Time went on, I felt little easier to talk about it, admit that I have hearing loss and I knew it was going to progress in the same manner like my father and sister’s hearing loss had progressed. Today, I am at moderate to severe stage. Hearing aids help on amplifying the volume but they do not give perfect hearing like eyeglasses does for vision correctness.

There is still no cure but some clinical trials are going on. I need subtitles to watch TV otherwise I cannot understand them. Brain does this to us, if you can’t hear for a certain time of period, it starts to think, it doesn’t need it anymore and stops hearing that word altogether!

I did not realize until this Covid-19 time, how much I needed to look at person’s lips. Now that everyone is wearing their mask, it becomes very frustrating to communicate. I work in a blood bank in US. My work has accommodated me with a special phone that connects with my hearing aids.

I am grateful for Human resource law here in US that accommodates disabled workers. In Nepal, there is no such law to help or protect their employees. This is also one of the reasons, I do not want to return back. People are also not considerate about talking to deaf or hard of hearing folks. 

Because hearing loss usually occurs so gradually, most people find ways to cope with it. Some are exceptionally good at bluffing or “filling in the blanks” of conversations-until they just can’t cover it up anymore. Most people who have a hearing problem don’t realize what a drag it can be for your spouse and friends.

If you had a friend with bad eyesight who kept bumping into furniture or falling down or misreading important labels, you’d make them visit an eye doctor. For some reason, this kind of cause-and-effect social pressure doesn’t always apply when it comes to hearing loss. 

Humans are social animals, and we use our hearing for many important things. In particular, when you start to remove a person’s ability to communicate well – and create strain, anxiety, and problems for them in communicating with their spouse, friends, relatives, or co-workers – it shouldn’t be a shock that bad things happen.

Untreated hearing loss robs us of our self-confidence, spontaneity, independence and, frankly, many of the things that make life joyful.
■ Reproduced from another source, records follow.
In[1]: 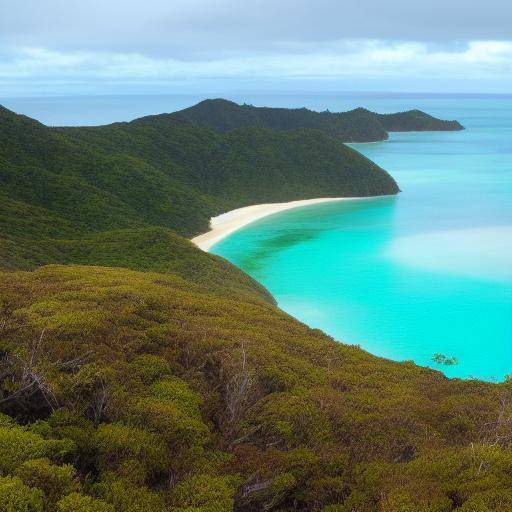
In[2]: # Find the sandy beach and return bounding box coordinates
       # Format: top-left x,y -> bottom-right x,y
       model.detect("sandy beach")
192,197 -> 368,251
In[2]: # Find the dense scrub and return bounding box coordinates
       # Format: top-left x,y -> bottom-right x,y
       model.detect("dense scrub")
166,99 -> 463,142
0,266 -> 512,512
0,107 -> 398,270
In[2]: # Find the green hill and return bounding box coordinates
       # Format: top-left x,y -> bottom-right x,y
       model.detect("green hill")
0,104 -> 512,512
166,99 -> 464,142
0,103 -> 398,268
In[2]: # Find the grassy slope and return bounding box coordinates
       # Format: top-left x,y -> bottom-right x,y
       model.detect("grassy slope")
167,99 -> 463,142
0,104 -> 398,276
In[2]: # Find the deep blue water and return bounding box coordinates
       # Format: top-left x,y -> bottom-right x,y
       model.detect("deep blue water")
5,93 -> 512,380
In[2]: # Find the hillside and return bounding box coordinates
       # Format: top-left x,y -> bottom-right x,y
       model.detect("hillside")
0,105 -> 512,512
0,104 -> 398,269
163,99 -> 464,142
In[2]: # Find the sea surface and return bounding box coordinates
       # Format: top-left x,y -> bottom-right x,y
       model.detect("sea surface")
5,92 -> 512,381
212,93 -> 512,381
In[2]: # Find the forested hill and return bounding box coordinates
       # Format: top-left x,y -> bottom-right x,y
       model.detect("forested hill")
160,99 -> 464,142
0,104 -> 512,512
0,104 -> 398,276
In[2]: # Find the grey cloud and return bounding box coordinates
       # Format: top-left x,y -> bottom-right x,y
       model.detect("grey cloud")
0,0 -> 512,59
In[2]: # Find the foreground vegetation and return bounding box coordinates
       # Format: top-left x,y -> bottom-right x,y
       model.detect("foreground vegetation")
168,99 -> 464,142
0,104 -> 512,512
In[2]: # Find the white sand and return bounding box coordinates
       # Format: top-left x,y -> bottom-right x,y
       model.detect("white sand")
192,196 -> 379,251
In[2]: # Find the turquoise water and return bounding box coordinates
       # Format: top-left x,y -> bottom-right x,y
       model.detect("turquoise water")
212,97 -> 512,380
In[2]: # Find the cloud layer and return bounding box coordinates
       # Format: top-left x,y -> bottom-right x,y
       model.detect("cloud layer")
0,0 -> 512,94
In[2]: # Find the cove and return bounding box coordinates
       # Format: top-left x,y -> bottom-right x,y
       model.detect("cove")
212,98 -> 512,380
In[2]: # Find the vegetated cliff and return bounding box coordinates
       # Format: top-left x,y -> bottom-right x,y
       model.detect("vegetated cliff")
164,99 -> 464,142
0,104 -> 506,512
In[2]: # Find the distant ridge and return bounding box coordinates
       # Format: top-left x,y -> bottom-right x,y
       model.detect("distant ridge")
149,99 -> 464,142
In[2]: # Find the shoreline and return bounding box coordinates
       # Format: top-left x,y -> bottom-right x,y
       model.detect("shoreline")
190,195 -> 389,252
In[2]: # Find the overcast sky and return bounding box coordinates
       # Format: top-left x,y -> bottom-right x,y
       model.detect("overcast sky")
0,0 -> 512,96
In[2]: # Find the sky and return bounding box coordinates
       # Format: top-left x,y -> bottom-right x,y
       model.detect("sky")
0,0 -> 512,97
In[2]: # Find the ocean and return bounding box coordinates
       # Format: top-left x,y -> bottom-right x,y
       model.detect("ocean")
5,93 -> 512,381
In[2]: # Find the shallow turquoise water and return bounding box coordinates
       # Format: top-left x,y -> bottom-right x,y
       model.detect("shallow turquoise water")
212,98 -> 512,380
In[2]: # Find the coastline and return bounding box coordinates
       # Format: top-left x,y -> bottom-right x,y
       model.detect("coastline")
191,196 -> 388,252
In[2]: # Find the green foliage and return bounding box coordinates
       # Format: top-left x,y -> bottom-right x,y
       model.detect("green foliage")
0,102 -> 500,512
16,459 -> 80,509
0,101 -> 398,278
168,99 -> 463,142
57,492 -> 115,512
93,423 -> 169,477
0,422 -> 74,475
432,354 -> 459,366
0,266 -> 506,512
171,475 -> 236,512
0,476 -> 44,512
It can also hinder your academic performance, career, and income. So, it shouldn’t be surprising that all kinds of studies – research going back more than three decades now – show that better hearing leads to a better quality of life. I follow research on sensorineural hearing loss and I am hopeful something will come up in few years.

Cochlear implant is also my option down the road. Whatever option I may choose, I have learnt to adapt to it, live with it. And that’s why I’ll bring readers back to where I started: you only have about 12,000 hair cells in your inner ear for hearing. When those cells die, you don’t get them back. So, don’t burn them foolishly. And be sure to get your hearing tested, and seek help if you think you might have a hearing loss.